If you hang around certain spaces of the internet (here, Reddit, etc), any sufficiently popular post about a Rust-related project is bound to accrue some comments along the lines of "Rust is actually not that great", "rewriting is bound to gain new bugs that won't be caught", "the borrow checker is practically byzantine and not worth the trouble", "C is perfectly adequate", "more advanced type systems are less useful than writing more tests", etc. I would even say that comments of this nature constituted a good chunk of the discussion around the US government's C-to-Rust initiative (a very popular post with a lot of comments).
The Rust Blowback had some reasons: People arbitrarily opening bug-tickets on various projects saying they should be Rewritten in Rust for Safety. This became a Meme.
In my experience, the majority of negative responses are rooted in fundamental misunderstandings of type systems and expressive power. The vast majority of everyday programmers are pretty much only familiar with Java or TypeScript when it comes to statically typed languages, and it can be hard to get people with that background to understand or appreciate the substantial increase in capability that systems like Rust's provide.
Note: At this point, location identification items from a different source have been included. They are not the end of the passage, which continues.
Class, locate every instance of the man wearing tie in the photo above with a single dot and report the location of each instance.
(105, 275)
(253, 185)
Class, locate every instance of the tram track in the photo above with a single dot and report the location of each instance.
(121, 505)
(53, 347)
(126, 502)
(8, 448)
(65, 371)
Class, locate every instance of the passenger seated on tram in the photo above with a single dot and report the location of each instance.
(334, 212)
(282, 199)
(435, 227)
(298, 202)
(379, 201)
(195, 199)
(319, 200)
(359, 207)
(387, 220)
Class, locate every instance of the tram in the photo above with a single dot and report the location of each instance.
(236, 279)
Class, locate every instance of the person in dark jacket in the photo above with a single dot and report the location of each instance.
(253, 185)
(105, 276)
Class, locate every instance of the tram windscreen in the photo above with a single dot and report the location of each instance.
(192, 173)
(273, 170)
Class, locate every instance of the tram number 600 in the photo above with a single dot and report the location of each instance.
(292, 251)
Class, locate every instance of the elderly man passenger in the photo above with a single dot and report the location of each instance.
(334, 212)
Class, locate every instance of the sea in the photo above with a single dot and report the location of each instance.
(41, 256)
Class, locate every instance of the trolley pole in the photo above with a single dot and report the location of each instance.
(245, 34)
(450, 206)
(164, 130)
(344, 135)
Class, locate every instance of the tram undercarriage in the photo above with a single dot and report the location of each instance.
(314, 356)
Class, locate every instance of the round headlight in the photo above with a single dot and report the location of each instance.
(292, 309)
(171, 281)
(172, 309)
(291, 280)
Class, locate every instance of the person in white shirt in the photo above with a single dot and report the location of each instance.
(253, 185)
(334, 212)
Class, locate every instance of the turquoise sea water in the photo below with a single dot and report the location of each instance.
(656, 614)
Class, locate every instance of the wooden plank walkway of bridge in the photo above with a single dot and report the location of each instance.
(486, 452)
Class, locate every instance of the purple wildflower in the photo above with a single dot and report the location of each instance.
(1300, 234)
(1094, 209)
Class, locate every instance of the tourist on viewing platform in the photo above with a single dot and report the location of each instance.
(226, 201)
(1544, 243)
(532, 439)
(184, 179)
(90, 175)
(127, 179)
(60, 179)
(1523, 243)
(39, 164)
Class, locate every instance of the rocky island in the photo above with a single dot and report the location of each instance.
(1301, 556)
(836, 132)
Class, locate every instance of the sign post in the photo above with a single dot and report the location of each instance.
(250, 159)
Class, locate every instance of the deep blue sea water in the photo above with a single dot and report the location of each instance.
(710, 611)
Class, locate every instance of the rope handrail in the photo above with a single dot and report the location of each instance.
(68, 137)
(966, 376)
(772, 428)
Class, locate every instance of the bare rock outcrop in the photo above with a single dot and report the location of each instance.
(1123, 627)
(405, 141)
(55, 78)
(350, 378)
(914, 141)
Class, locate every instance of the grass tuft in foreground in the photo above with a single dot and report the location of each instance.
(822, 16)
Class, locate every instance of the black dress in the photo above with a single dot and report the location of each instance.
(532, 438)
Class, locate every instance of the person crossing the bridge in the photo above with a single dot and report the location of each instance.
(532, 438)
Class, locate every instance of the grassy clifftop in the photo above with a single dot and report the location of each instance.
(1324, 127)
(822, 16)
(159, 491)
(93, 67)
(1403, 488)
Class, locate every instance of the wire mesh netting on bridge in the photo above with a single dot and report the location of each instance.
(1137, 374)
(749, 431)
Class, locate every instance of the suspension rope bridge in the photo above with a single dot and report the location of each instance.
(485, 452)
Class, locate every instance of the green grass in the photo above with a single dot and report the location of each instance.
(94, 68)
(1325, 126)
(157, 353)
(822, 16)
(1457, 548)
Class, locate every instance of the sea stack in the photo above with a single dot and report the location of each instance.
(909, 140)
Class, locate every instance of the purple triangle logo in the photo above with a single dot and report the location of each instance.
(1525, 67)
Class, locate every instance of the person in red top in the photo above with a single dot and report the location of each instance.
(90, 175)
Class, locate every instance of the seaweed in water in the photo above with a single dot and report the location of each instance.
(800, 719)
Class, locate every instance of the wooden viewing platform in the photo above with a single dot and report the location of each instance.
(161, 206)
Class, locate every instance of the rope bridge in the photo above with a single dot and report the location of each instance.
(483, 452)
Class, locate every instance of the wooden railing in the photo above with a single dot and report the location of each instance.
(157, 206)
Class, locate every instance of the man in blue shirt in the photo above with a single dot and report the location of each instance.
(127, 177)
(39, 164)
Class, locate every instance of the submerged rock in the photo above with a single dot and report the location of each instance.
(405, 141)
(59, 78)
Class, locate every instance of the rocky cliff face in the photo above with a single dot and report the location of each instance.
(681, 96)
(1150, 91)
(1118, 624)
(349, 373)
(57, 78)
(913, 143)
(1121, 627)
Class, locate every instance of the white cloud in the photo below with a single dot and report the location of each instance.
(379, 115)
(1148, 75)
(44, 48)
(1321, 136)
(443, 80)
(The issue is further exacerbated, in my opinion, by the prevailing notion that test-driven development is superior to — or at least generally more than adequate for — anything and everything that could be desired. Years ago there was a tense Twitter exchange between Bob Martin [of "Clean Code" note] and Shriram Krishnamurthi [a prominent programming languages researcher and professor at Brown University] on this topic, Martin seemingly unwilling to move past a TDD-oriented worldview at that time.)
It's often framed as useless monkey business, rewriting working software to produce a copy of it but in another language, for questionable benefits.
I'd say that rewriting anything in any language (even in the same language) would remove large amounts of cruft, and add long-missing neat things that are easier to add when you build from scratch, and with a good understanding which the original authors lacked. Often it also can afford using a better architecture, see rg vs grep: grep has many brilliant technical solutions, but making it multithreaded would be a major rewrite anyway.
Along with everything else mentioned, there is a certain group of people who consider the language “woke”. Usually that’s not the critique you see on HN, but be wary of it.
If you hang around certain spaces of the internet (here, Reddit, etc), any sufficiently popular post about a Rust-related project is bound to accrue some comments along the lines of "Rust is actually not that great", "rewriting is bound to gain new bugs that won't be caught", "the borrow checker is practically byzantine and not worth the trouble", "C is perfectly adequate", "more advanced type systems are less useful than writing more tests", etc. I would even say that comments of this nature constituted a good chunk of the discussion around the US government's C-to-Rust initiative (a very popular post with a lot of comments).
The Rust Blowback had some reasons: People arbitrarily opening bug-tickets on various projects saying they should be Rewritten in Rust for Safety. This became a Meme.
Just like some highly publicized cases of child kidnapping led to "stranger danger."
Reasons, yes. But not very good ones and blown way out of proportion.
In my experience, the majority of negative responses are rooted in fundamental misunderstandings of type systems and expressive power. The vast majority of everyday programmers are pretty much only familiar with Java or TypeScript when it comes to statically typed languages, and it can be hard to get people with that background to understand or appreciate the substantial increase in capability that systems like Rust's provide.
(The issue is further exacerbated, in my opinion, by the prevailing notion that test-driven development is superior to — or at least generally more than adequate for — anything and everything that could be desired. Years ago there was a tense Twitter exchange between Bob Martin [of "Clean Code" note] and Shriram Krishnamurthi [a prominent programming languages researcher and professor at Brown University] on this topic, Martin seemingly unwilling to move past a TDD-oriented worldview at that time.)
Ah maybe it's an another example of people using Twitter and the conflating the brainrot on there with reality.
It's often framed as useless monkey business, rewriting working software to produce a copy of it but in another language, for questionable benefits.
I'd say that rewriting anything in any language (even in the same language) would remove large amounts of cruft, and add long-missing neat things that are easier to add when you build from scratch, and with a good understanding which the original authors lacked. Often it also can afford using a better architecture, see rg vs grep: grep has many brilliant technical solutions, but making it multithreaded would be a major rewrite anyway.
Along with everything else mentioned, there is a certain group of people who consider the language “woke”. Usually that’s not the critique you see on HN, but be wary of it.
Well that's laughable so probably not worth thinking about.